Viagem oficial à China busca ampliar vendas de soja, milho, carnes e café, reforçar cooperação técnica e abrir novas frentes para o agronegócio brasileiro.

17 de maio de 2026 4 min de leitura
Missão de Lula à China mira mais espaço para o agro brasileiro

A viagem oficial de Lula à China recoloca o agronegócio no centro da agenda externa do Brasil. O objetivo é ampliar vendas de soja, milho, carnes e café, além de reforçar a cooperação tecnológica e sanitária com o maior comprador de produtos agropecuários brasileiros. A missão inclui ministros e representantes do setor privado e busca garantir previsibilidade e abertura de novos nichos para o produtor nacional.

O que aconteceu

A comitiva brasileira participa de encontros com autoridades e empresas chinesas para discutir comércio, investimentos e parcerias em pesquisa agropecuária. O foco está em consolidar a soja e as carnes, destravar o milho e abrir espaço para produtos de maior valor agregado, como alimentos industrializados e bebidas.

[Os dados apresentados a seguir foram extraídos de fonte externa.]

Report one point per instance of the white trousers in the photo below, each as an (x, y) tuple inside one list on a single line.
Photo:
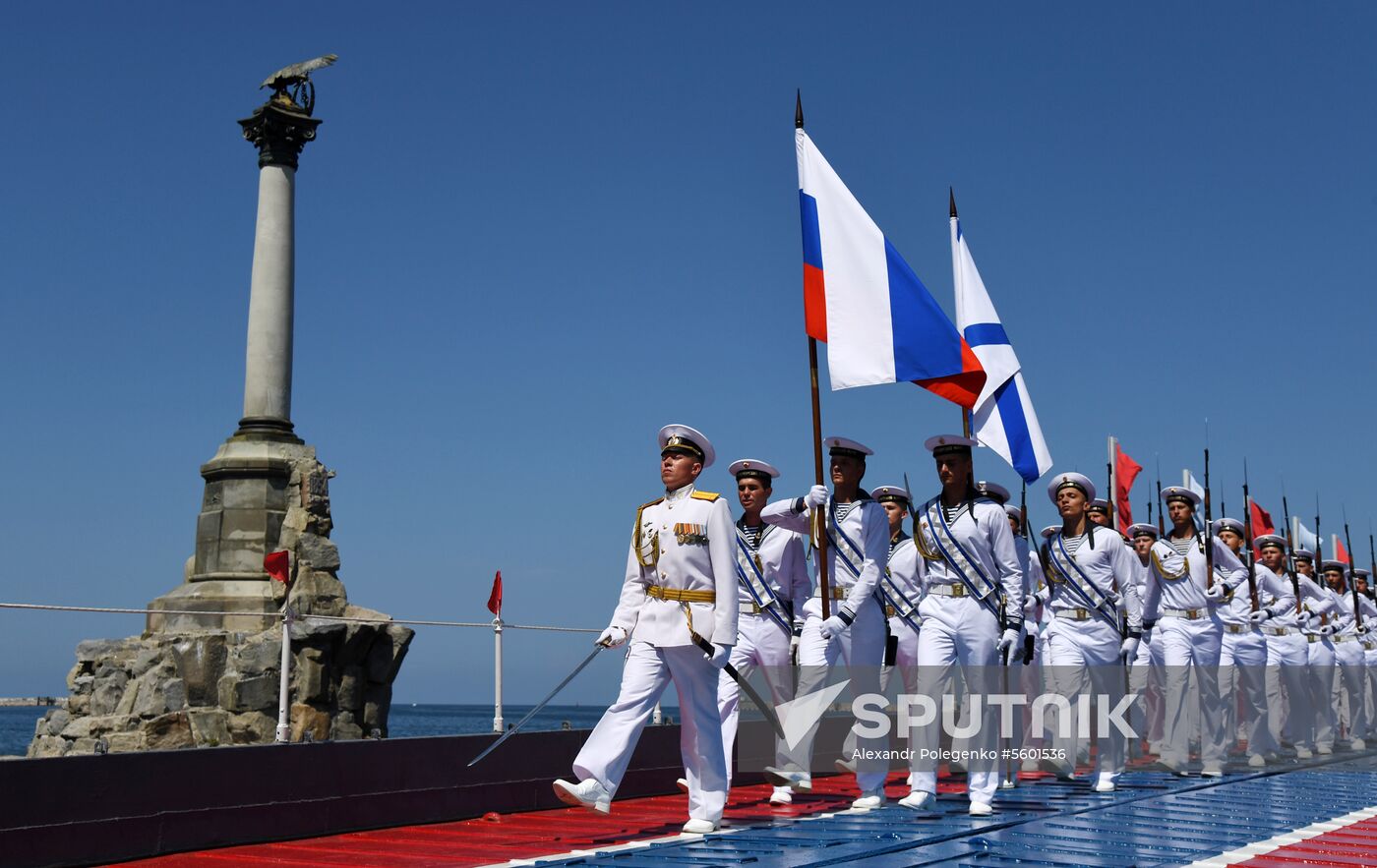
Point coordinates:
[(1084, 659), (861, 647), (649, 670), (1352, 674), (1321, 685), (760, 644), (957, 632), (1190, 652), (1242, 685)]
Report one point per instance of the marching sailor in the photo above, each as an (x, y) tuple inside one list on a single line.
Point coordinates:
[(1091, 582), (1289, 712), (1180, 599), (1348, 652), (1145, 675), (858, 553), (1243, 647), (1319, 608), (771, 588), (971, 612), (679, 591)]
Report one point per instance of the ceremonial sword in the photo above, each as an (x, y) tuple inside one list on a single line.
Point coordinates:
[(541, 705)]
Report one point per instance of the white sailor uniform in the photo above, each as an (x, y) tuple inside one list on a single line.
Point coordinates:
[(773, 586), (1243, 658), (1190, 633), (973, 584), (679, 568), (858, 553), (1091, 584)]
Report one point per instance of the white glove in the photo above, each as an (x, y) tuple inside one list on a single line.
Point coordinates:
[(612, 637), (1128, 650), (833, 627)]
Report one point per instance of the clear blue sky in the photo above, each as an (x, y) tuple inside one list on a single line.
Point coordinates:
[(530, 234)]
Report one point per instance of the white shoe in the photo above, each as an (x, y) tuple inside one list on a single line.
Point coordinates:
[(869, 801), (584, 794), (920, 801), (801, 781)]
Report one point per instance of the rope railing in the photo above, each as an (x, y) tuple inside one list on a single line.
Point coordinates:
[(496, 625)]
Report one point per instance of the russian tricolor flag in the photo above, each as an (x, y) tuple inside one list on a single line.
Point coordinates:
[(860, 297)]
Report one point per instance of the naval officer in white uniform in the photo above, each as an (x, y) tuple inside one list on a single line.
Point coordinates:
[(773, 586), (971, 612), (1180, 599), (1091, 581), (858, 553), (681, 586)]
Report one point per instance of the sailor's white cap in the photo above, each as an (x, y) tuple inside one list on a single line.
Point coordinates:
[(684, 439), (947, 444), (1076, 481), (753, 468), (1179, 492), (993, 490), (890, 492), (846, 446), (1228, 524)]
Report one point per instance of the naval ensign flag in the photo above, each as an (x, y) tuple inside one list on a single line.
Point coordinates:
[(1002, 417)]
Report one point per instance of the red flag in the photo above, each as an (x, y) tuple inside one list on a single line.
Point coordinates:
[(1125, 471), (278, 565), (495, 599)]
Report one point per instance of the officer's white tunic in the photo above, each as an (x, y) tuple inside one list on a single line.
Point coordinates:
[(1190, 634), (1091, 584), (777, 561), (858, 551), (968, 544), (1243, 657), (692, 536)]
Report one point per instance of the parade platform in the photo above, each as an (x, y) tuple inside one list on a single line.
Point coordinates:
[(1319, 812)]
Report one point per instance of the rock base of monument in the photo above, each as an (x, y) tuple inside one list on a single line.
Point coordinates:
[(212, 688)]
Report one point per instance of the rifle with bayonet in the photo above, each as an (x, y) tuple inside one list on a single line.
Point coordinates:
[(1290, 551), (1248, 540)]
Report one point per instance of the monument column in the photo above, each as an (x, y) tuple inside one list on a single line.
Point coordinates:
[(279, 133)]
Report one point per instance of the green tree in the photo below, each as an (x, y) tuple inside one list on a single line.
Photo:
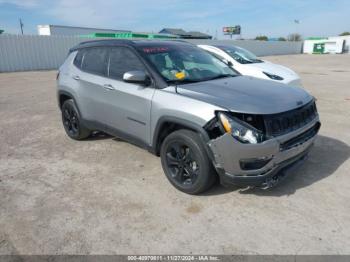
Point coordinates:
[(262, 38), (295, 37)]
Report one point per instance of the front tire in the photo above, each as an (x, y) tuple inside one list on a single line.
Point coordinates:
[(185, 162), (72, 121)]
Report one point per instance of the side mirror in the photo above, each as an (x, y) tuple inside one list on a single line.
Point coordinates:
[(229, 63), (136, 77)]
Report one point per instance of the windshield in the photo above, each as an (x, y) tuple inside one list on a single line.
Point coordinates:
[(182, 64), (241, 55)]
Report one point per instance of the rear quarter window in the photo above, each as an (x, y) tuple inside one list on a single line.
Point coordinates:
[(95, 61), (122, 60), (78, 58)]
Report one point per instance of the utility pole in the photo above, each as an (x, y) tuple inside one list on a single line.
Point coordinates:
[(21, 25)]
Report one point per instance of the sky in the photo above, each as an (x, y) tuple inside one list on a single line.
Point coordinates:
[(274, 18)]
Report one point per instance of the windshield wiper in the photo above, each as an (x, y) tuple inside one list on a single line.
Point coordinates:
[(180, 82), (219, 76)]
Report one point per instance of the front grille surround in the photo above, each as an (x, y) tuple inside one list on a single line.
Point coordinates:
[(283, 123)]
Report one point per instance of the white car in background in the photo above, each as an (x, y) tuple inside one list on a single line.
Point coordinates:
[(248, 64)]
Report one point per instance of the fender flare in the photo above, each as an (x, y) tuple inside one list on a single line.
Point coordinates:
[(183, 122)]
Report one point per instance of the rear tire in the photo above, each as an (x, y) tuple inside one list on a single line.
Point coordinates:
[(185, 162), (72, 121)]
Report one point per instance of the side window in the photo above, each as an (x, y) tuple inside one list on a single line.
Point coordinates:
[(122, 60), (78, 58), (95, 61)]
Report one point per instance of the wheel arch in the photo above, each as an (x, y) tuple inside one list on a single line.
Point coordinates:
[(169, 124)]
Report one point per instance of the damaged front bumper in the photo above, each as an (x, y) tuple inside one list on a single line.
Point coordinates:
[(263, 164)]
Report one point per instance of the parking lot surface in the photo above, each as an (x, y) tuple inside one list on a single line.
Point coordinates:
[(105, 196)]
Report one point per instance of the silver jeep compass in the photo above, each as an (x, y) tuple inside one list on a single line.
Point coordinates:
[(201, 117)]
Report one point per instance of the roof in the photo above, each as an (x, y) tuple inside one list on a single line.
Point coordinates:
[(184, 34), (174, 31), (198, 34), (115, 42)]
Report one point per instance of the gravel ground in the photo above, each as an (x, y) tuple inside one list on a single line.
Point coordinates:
[(105, 196)]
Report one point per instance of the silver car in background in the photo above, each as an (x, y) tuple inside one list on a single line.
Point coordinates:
[(204, 120)]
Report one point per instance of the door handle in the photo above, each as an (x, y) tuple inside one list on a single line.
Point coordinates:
[(108, 87)]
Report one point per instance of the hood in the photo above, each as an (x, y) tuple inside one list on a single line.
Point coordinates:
[(274, 69), (247, 95)]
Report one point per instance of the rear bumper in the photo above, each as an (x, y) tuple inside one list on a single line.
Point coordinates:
[(229, 153)]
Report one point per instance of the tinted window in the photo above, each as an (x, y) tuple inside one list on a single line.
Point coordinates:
[(78, 59), (121, 60), (95, 61)]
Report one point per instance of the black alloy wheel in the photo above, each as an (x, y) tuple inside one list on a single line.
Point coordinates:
[(185, 162), (72, 121)]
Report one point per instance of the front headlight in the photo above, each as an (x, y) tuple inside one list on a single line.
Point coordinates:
[(240, 130)]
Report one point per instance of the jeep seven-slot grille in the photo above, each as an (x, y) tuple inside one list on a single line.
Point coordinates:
[(283, 123)]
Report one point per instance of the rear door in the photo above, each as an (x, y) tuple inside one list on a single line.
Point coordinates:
[(127, 106), (91, 78)]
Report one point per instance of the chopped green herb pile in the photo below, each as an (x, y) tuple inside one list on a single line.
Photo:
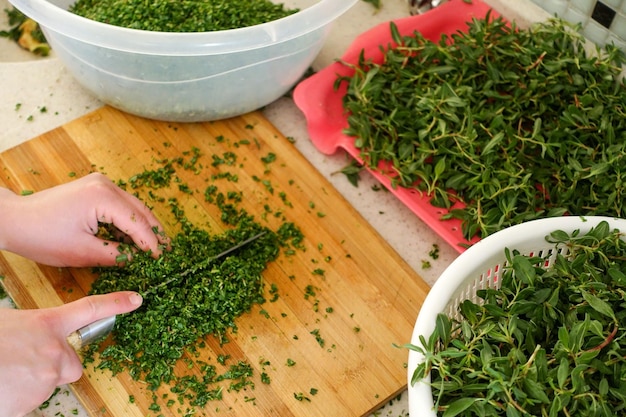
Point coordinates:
[(182, 15), (515, 124), (550, 342), (178, 315)]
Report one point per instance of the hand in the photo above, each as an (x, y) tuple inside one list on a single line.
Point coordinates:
[(35, 356), (57, 226)]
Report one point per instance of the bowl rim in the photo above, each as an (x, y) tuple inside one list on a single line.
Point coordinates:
[(521, 236), (54, 18)]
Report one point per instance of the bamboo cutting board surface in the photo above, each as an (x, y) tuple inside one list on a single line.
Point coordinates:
[(373, 294)]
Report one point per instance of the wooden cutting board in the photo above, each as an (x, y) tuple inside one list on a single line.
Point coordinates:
[(373, 294)]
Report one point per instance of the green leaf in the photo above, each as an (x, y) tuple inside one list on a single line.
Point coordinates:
[(598, 304), (458, 406)]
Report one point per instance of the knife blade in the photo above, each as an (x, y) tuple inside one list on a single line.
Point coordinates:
[(100, 328)]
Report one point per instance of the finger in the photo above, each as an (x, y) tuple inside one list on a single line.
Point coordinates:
[(136, 220), (85, 311)]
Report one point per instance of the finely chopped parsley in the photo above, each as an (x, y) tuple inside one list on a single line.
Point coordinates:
[(181, 16)]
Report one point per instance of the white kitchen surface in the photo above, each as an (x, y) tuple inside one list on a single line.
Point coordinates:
[(38, 94)]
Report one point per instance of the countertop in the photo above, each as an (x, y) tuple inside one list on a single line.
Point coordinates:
[(38, 94)]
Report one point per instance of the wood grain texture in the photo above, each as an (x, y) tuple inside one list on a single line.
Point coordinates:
[(374, 295)]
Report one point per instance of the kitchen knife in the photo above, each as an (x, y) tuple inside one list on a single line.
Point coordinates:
[(100, 328)]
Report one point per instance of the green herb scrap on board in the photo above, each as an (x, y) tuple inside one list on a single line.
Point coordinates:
[(550, 342), (176, 319), (513, 123)]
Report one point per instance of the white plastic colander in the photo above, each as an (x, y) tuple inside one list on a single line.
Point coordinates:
[(480, 267)]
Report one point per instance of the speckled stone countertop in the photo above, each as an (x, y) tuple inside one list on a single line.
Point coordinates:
[(38, 94)]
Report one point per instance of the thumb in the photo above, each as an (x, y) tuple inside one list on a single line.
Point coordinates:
[(85, 311)]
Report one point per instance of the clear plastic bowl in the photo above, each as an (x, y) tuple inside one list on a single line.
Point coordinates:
[(187, 77)]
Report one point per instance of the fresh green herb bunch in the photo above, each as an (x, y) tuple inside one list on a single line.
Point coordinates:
[(207, 301), (550, 342), (181, 15), (515, 124)]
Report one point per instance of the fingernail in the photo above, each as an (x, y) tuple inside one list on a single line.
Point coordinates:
[(136, 299)]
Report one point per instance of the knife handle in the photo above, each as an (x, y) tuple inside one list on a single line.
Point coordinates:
[(91, 332)]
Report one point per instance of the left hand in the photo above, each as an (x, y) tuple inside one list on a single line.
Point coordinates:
[(57, 226), (35, 356)]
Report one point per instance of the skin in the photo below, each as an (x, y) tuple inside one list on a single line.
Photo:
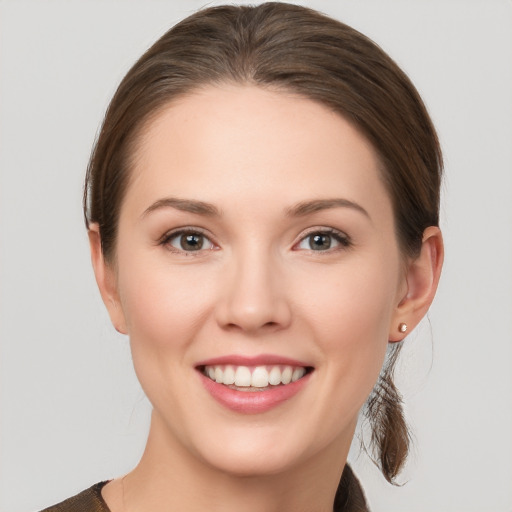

Segundo especialistas ouvidos pelo Canal Rural, a Ásia continua sendo o principal vetor de crescimento das exportações do agro, com a China na dianteira. A missão também tenta melhorar o diálogo em temas sanitários, após episódios recentes de embargos pontuais a frigoríficos e unidades de processamento.

O governo quer diversificar a pauta, incluindo itens como proteínas alternativas, bioenergia e insumos, além de atrair investimentos chineses em armazenagem, logística e agroindústria no Brasil. A agenda prevê ainda discussões sobre cooperação em inovação, agricultura de baixo carbono e digitalização do campo.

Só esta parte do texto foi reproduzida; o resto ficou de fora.